*Qatar’s international presence plays a significant role in promoting the country as a destination for business, investment and the source of Qatari-manufactured products abroad, says QC chairman
Qatar Chamber hosted some 100 foreign business delegations in 2018 and explored with them ways to co-operate and promote the country as a destination for business and investment, according to its chairman Sheikh Khalifa bin Jassim bin Mohamed al-Thani.
Qatar’s international presence plays a significant role in promoting the country as a destination for business, investment and the source of Qatari-manufactured products abroad, he told the Oxford Business Group (OBG).
Visibility has been strengthened through trade missions, participation in trade exhibitions and cementing co-operation with other countries. Co-operation is facilitated by receiving visiting trade delegations that explore the market and establish local economic ties.
Qatari businessmen, he said, also arrange tours to review methods that expand trade co-operation and create partnerships with business sectors in other countries.
Qatar also participates in exhibitions and trade fairs that “showcase Qatari manufacturers and identify new global opportunities.” Sheikh Khalifa noted.
International investments in any country can improve capital-intensive sectors and boost the economy. Sectors that require large amounts of capital to start and operate, such as construction and real estate development, are then able to access a global network of investors to enhance their financial standing and long-term sustainability.
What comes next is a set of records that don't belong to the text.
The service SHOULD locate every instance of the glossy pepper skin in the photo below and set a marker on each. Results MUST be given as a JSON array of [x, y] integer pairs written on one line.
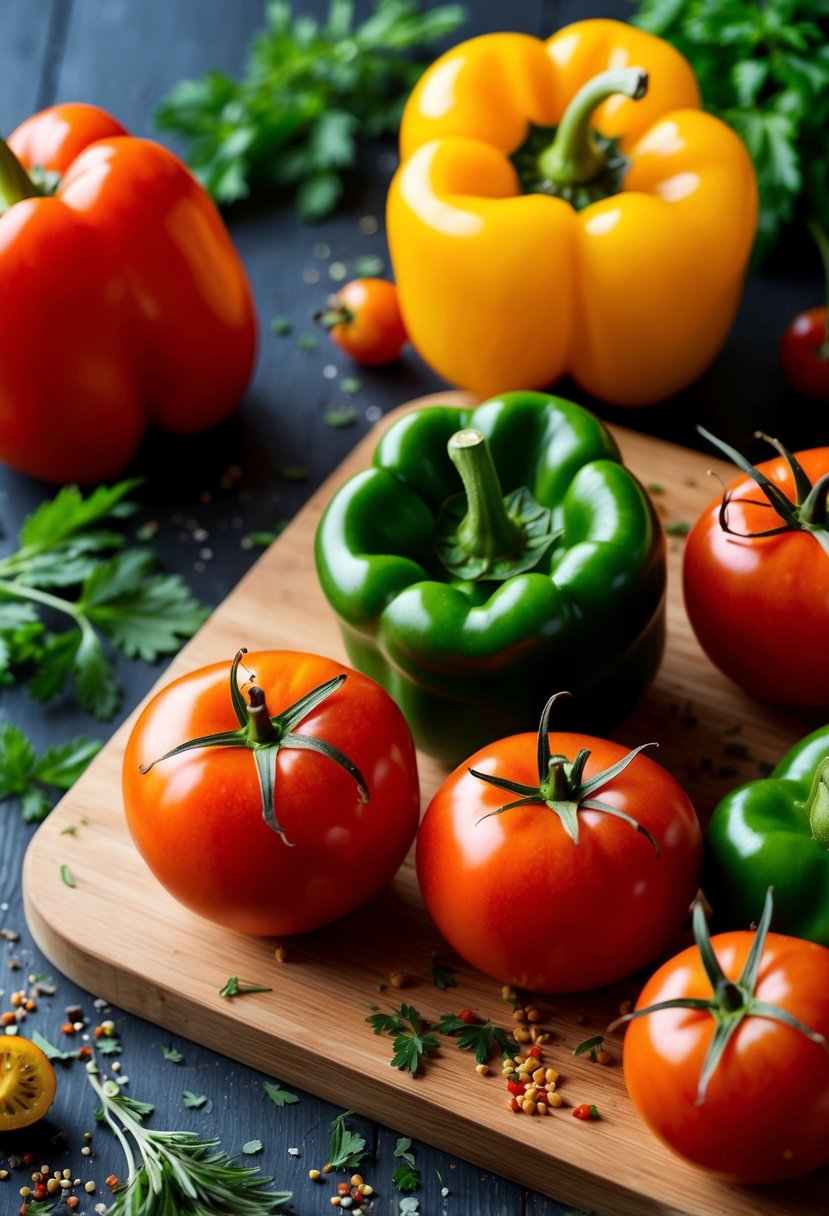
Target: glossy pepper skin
[[473, 659], [502, 285], [124, 302], [774, 832]]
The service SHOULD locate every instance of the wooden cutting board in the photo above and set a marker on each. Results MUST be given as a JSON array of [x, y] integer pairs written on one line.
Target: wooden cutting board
[[119, 935]]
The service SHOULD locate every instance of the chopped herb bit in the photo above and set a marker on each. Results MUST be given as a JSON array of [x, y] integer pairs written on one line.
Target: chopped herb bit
[[484, 1037], [347, 1148], [232, 988], [410, 1043], [344, 416], [441, 977], [278, 1096], [368, 265]]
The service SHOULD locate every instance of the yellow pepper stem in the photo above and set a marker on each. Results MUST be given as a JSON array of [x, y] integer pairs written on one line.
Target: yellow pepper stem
[[574, 157], [15, 181]]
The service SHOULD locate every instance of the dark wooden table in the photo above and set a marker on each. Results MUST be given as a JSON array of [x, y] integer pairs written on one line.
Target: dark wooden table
[[125, 55]]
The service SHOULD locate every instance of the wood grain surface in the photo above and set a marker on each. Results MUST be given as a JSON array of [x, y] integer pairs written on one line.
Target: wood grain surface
[[117, 933]]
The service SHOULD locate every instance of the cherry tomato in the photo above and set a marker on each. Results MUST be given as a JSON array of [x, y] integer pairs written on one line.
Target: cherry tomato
[[759, 603], [765, 1114], [27, 1082], [514, 894], [265, 836], [364, 319], [804, 354]]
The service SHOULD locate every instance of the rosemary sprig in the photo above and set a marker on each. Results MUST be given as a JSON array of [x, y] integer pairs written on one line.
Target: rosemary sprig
[[178, 1171]]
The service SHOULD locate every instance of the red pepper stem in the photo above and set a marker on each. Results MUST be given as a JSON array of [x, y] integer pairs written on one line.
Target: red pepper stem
[[15, 181], [822, 242], [488, 529], [574, 157]]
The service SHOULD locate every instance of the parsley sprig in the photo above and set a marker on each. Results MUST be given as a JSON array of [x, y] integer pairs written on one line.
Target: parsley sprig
[[765, 69], [311, 93], [176, 1171], [72, 563], [411, 1040]]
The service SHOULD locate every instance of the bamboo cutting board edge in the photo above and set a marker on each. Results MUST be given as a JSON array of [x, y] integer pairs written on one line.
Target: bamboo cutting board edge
[[161, 962]]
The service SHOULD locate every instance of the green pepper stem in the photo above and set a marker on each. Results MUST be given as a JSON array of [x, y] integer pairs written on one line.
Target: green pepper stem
[[817, 804], [488, 529], [574, 157], [822, 242], [15, 181]]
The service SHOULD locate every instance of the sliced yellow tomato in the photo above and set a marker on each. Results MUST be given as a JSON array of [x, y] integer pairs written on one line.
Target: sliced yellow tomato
[[27, 1082]]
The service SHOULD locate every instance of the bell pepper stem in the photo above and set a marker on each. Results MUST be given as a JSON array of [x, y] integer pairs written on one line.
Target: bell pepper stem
[[817, 804], [15, 181], [488, 529], [822, 242], [574, 157]]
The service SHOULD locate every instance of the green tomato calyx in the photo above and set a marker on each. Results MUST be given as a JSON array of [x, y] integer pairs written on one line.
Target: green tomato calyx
[[731, 1001], [562, 784], [806, 513], [265, 736]]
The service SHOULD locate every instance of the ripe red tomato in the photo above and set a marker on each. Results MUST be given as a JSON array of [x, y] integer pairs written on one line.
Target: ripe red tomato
[[805, 354], [364, 319], [759, 603], [517, 898], [198, 816], [766, 1112]]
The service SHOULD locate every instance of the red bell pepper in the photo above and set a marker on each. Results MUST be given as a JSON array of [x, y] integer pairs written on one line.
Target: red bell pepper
[[123, 304]]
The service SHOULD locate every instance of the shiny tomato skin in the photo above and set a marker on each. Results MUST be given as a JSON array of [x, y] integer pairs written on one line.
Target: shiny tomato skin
[[760, 606], [520, 901], [372, 331], [197, 817], [802, 354], [766, 1114]]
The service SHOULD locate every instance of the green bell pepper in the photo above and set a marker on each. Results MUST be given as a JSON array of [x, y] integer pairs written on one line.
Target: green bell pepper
[[774, 832], [471, 608]]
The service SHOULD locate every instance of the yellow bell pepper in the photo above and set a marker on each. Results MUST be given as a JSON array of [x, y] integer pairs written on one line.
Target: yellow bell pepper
[[567, 208]]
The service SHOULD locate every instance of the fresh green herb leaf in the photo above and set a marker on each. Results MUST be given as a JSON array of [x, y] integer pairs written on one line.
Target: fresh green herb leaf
[[176, 1165], [411, 1042], [311, 94], [278, 1096], [33, 778], [232, 988], [483, 1037], [347, 1148], [406, 1177], [342, 417], [441, 977], [69, 564]]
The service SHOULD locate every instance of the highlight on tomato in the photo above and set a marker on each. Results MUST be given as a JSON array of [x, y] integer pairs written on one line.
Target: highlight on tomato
[[559, 862], [756, 576], [727, 1053], [364, 319], [27, 1082], [272, 794]]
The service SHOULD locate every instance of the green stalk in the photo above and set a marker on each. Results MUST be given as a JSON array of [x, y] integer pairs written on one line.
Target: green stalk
[[488, 530], [15, 181], [574, 157]]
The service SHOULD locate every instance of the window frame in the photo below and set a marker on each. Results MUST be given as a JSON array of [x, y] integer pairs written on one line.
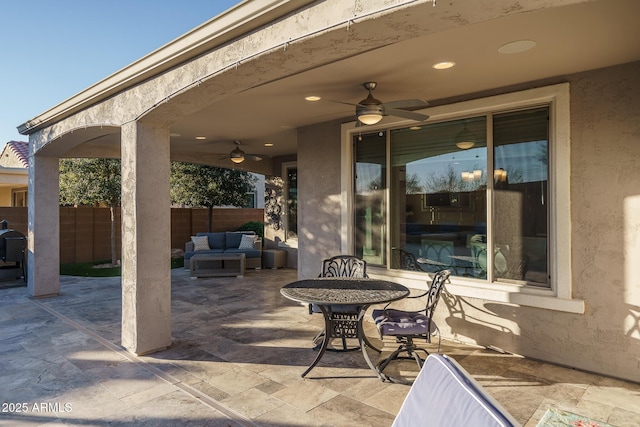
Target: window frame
[[559, 295]]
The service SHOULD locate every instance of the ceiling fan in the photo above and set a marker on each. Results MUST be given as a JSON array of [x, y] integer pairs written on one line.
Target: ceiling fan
[[370, 110], [238, 156]]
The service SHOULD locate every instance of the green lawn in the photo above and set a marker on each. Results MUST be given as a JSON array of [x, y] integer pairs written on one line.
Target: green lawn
[[87, 269]]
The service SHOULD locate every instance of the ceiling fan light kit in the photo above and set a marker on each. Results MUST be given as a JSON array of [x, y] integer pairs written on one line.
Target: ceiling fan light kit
[[237, 155], [370, 110]]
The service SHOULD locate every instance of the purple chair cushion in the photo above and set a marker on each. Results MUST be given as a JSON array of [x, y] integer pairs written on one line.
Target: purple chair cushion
[[397, 322]]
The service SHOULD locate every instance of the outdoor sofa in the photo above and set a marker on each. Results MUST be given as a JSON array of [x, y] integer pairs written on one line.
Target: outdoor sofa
[[226, 242]]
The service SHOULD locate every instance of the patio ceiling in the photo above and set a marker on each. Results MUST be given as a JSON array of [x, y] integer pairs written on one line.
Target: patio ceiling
[[569, 39]]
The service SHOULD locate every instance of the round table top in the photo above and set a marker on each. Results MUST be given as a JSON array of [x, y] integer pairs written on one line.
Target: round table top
[[344, 291]]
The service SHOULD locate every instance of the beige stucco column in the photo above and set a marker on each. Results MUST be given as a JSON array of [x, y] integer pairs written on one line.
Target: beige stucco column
[[43, 257], [146, 238]]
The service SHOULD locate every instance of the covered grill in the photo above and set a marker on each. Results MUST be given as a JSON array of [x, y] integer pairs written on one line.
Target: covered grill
[[12, 252]]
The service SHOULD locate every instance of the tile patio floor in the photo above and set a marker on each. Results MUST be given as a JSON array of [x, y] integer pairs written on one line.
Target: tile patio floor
[[239, 348]]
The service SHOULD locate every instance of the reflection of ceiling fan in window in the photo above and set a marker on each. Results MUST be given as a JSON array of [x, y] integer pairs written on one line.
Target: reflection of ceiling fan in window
[[370, 110], [237, 155]]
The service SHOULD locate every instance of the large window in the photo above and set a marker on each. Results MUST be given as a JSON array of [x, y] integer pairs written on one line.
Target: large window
[[470, 195]]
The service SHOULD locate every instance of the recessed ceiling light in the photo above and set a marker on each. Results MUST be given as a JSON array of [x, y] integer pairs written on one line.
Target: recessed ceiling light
[[443, 65], [517, 46]]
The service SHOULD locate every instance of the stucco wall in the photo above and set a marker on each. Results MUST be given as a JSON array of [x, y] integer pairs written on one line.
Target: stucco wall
[[605, 203], [319, 196]]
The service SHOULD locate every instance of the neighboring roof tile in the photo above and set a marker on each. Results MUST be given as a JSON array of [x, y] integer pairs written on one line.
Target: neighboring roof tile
[[21, 150]]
Inward investments help foreign capital inflow and push broader economic development, he said.
Qatar’s outward foreign direct investment plays a major role in economic development and diversification through significant investments abroad, Sheikh Khalifa said in the 'The Report: Qatar 2019' published by OBG.
For example, the Qatar Investment Authority has made international investments in real and financial assets including stocks, bonds and real estate, as well as alternative investments in private equity. Inward and outward investments allow Qatar to both reduce its dependence on oil and gas and support the economy’s standing internationally.
Asked what changes are expected to optimise Qatar’s regulatory environment as the economic contribution of the private sector grows, Sheikh Khalifa said, “The government has implemented a number of legislative reforms and measures to simplify the business environment, attract further investment, and provide incentives to increase private sector production. This includes Law No 1 of 2019 that allows foreign investors to own 100% of shares in a Qatari business across most economic sectors, and up to 49% in Qatari companies listed on the Qatar Exchange.
“Qatar has also implemented a law that allows visa-free entry for citizens of 80 countries, as well as amendments to the labour and residency law and the draft of the public-private partnership law. These reforms provide incentives that benefit the private sector and small and medium-sized enterprises in particular.”
The Qatar Chamber chairman said improvements to registration and documentation to streamline import and export processes include upgrading the Qatar Chamber website to act as a platform to interact with local businessmen, improving communication and feedback on challenges they face.
“We also developed our services – particularly those available online – to allow some private companies to digitally attest certain documents, including the certificate of origin,” Sheikh Khalifa said.